Des banques méfiantes face aux PME

On constate tout particulièrement que les banques sont plus réticentes à apporter des capitaux aux PME non cotées. Pis : cette réticence frappe plus durement les entreprises positionnées dans l’économie de la connaissance dont le capital est, par nature, plus immatériel.

Financer l’achat de biens matériels tangibles passe encore… Mais pour un programme de R&D ou un projet d’implantation à l’étranger, il faudra repasser !

Le phénomène est malheureusement classique. Comme l’écrivent Michèle Paulin, professeur associé à la John Molson School of Business et Soumaya Ben Letaifa, professeur à l’Université du Québec à Montréal, « dans une situation de crise, les banques renforcent leur conservatisme, appuyées par les gouvernements, tandis que l’entrepreneurship et l’innovation sont pris en otage » (1). Notons d’ailleurs au passage que cette attitude pose un vrai problème de fond dans la mesure où le développement de ces entreprises est le principal moteur de la croissance et le premier gisement d’emploi… Or comment pourraient-elles croître, placées dans l’incapacité d’obtenir les fonds nécessaires à leur développement ?

Une situation d’autant plus regrettable que la France manque cruellement d’entreprises de taille intermédiaires (ETI) dont l’ancien patron du CNPF, Yvon Gattaz, vante avec détermination les qualités dans le contexte de la mondialisation (2)…

 

Un marché boursier instable et contraignant

Lorsque l’on est entrepreneur et que l’on croit au potentiel de son entreprise, une solution alternative aux banques peut consister à se tourner vers les marchés boursiers. Toutefois, ce choix n’est pas sans inconvénient.

Le premier risque est bien connu : c’est celui, non négligeable en temps de crise, d’être confronté à une valorisation inférieure au potentiel réel de l’entreprise. Les PME sont en effet, par nature, moins bien armées pour résister à des tourmentes boursières comme celles vécues durant l’été.

Et ce n’est pas tout. Comme le souligne Dominique Senequier, président du Directoire d’Axa Private Equity, « la présence sur le marché boursier impose aux  petites et moyennes entreprises des coûts qui peuvent être lourds à supporter. Ensuite, les entreprises cotées en bourse doivent se conformer à des obligations de plus en plus strictes en matière de diffusion d’information, de gouvernance  et de réglementation, ce qui généralement incite les responsables à adopter des stratégies à plus court terme en raison de l’obligation de  reporting » (3).

Faut-il alors renoncer à aller de l’avant et se résigner à n’investir que sur ses fonds propres ? Impensable à l’heure de la mondialisation où la concurrence est féroce et où les opportunités exigent d’être saisies avec une réactivité accrue !

 

Les fonds d’investissement : du « transactionnel » au « relationnel »

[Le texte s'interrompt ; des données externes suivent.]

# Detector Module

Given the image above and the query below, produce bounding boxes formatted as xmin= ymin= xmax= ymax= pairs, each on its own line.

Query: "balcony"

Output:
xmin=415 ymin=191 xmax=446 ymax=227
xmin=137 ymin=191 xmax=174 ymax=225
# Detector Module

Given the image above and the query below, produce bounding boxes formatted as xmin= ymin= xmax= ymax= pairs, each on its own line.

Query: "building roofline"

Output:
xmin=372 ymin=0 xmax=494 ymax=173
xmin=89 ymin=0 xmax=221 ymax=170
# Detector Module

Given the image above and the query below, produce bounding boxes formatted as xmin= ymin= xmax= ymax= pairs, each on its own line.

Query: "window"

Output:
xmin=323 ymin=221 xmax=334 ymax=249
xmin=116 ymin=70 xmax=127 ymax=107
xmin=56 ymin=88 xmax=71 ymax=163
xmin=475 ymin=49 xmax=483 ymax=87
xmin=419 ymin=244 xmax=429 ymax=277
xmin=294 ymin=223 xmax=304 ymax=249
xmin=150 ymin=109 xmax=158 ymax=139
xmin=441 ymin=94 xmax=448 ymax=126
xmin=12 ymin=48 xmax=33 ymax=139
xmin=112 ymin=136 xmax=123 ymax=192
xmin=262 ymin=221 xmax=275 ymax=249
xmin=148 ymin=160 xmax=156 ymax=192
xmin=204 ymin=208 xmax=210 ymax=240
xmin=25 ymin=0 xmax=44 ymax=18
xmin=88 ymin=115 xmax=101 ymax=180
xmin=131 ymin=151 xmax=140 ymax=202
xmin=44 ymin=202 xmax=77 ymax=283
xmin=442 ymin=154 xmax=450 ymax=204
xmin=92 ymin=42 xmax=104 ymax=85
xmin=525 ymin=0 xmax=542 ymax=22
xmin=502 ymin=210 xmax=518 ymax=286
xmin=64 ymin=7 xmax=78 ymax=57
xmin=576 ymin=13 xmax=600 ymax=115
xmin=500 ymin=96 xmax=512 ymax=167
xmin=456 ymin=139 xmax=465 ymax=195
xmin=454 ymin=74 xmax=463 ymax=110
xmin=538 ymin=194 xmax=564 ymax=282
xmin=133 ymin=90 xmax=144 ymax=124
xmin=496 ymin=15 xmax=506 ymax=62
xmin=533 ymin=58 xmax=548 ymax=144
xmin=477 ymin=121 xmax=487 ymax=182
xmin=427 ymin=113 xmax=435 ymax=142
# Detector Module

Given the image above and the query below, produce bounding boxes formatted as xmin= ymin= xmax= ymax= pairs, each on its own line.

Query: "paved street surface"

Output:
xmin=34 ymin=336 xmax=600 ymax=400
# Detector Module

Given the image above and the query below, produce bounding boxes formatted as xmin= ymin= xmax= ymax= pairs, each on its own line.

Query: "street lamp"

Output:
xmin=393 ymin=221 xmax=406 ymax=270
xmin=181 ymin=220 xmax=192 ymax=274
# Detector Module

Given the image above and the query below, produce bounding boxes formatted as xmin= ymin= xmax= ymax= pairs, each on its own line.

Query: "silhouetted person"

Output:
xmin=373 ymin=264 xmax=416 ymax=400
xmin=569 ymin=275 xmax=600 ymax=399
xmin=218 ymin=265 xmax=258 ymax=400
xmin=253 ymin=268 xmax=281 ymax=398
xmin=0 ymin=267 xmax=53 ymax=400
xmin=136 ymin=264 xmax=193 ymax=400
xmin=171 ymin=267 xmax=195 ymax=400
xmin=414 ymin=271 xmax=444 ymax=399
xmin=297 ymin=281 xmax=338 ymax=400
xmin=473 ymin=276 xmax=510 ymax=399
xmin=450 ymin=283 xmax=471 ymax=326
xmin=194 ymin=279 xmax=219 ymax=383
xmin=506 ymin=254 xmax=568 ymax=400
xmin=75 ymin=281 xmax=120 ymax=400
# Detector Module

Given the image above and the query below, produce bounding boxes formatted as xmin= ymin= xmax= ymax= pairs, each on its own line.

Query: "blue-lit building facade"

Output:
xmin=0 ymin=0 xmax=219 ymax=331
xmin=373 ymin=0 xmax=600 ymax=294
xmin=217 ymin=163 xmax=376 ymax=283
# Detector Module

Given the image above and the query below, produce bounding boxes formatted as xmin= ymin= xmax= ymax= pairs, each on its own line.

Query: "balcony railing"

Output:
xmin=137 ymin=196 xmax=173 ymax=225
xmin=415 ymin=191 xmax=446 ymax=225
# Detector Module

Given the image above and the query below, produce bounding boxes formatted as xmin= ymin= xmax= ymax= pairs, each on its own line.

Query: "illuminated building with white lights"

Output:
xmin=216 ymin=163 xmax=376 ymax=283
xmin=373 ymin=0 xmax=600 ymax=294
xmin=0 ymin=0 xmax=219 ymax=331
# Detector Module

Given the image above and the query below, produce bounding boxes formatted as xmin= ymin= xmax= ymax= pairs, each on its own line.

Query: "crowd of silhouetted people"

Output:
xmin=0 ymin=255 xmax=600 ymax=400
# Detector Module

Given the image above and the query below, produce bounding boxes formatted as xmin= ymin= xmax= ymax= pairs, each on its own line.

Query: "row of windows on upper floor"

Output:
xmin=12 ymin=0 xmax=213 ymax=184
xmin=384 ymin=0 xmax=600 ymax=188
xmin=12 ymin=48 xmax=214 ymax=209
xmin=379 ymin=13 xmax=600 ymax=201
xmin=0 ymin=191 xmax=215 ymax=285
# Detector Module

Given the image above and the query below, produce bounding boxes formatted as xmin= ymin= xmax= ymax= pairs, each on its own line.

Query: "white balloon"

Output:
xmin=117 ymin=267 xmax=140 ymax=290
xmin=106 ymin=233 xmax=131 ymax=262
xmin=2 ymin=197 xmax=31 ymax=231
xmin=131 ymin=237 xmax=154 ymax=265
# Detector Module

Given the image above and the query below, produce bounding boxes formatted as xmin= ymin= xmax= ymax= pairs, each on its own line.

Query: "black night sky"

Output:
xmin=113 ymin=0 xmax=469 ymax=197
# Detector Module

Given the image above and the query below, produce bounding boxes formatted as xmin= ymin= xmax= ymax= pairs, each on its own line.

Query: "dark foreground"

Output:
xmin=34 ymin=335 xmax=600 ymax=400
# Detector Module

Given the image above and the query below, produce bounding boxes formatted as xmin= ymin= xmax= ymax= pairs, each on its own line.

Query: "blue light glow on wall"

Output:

Une solution peut consister à se tourner vers les professionnels de l’investissement en capital, c’est-à-dire vers des sociétés gérant des fonds d’investissement. Certains entrepreneurs y sont parfois réticents, notamment en raison de l’amalgame qui est parfois fait entre les fonds d’investissement et les fonds alternatifs. Or, ils sont de nature parfaitement distincte (4).

En effet, tandis que les premiers investissent généralement sur une durée de 5 ans en moyenne, les seconds ne s’engagent que rarement au-delà de 18 mois. Si bien que la nature des liens noués par l’investisseur avec l’entrepreneur est radicalement différente. Pour reprendre une distinction chère à Michèle Paulin, les fonds d’investissement ne sont pas dans une pratique « transactionnelle » mais authentiquement « relationnelle ».

Un des associés fondateurs de Pragma Capital, Gilles Gramat insiste sur cette dimension. « Notre valeur ajoutée réside dans notre approche collaborative. Pragma Capital ne se contente pas d’avancer des fonds et d’exiger un rendement. Nous apportons aussi notre expertise en matière de stratégie, d’analyse des risques, de conduite du changement, mais également en matière de gouvernance… Notre relation relève donc véritablement de la collaboration avec forte réactivité. »

Pour les entrepreneurs, les investisseurs peuvent donc aussi devenir de véritables partenaires soucieux de répondre à toutes les sollicitations au-delà même des seules questions purement financières.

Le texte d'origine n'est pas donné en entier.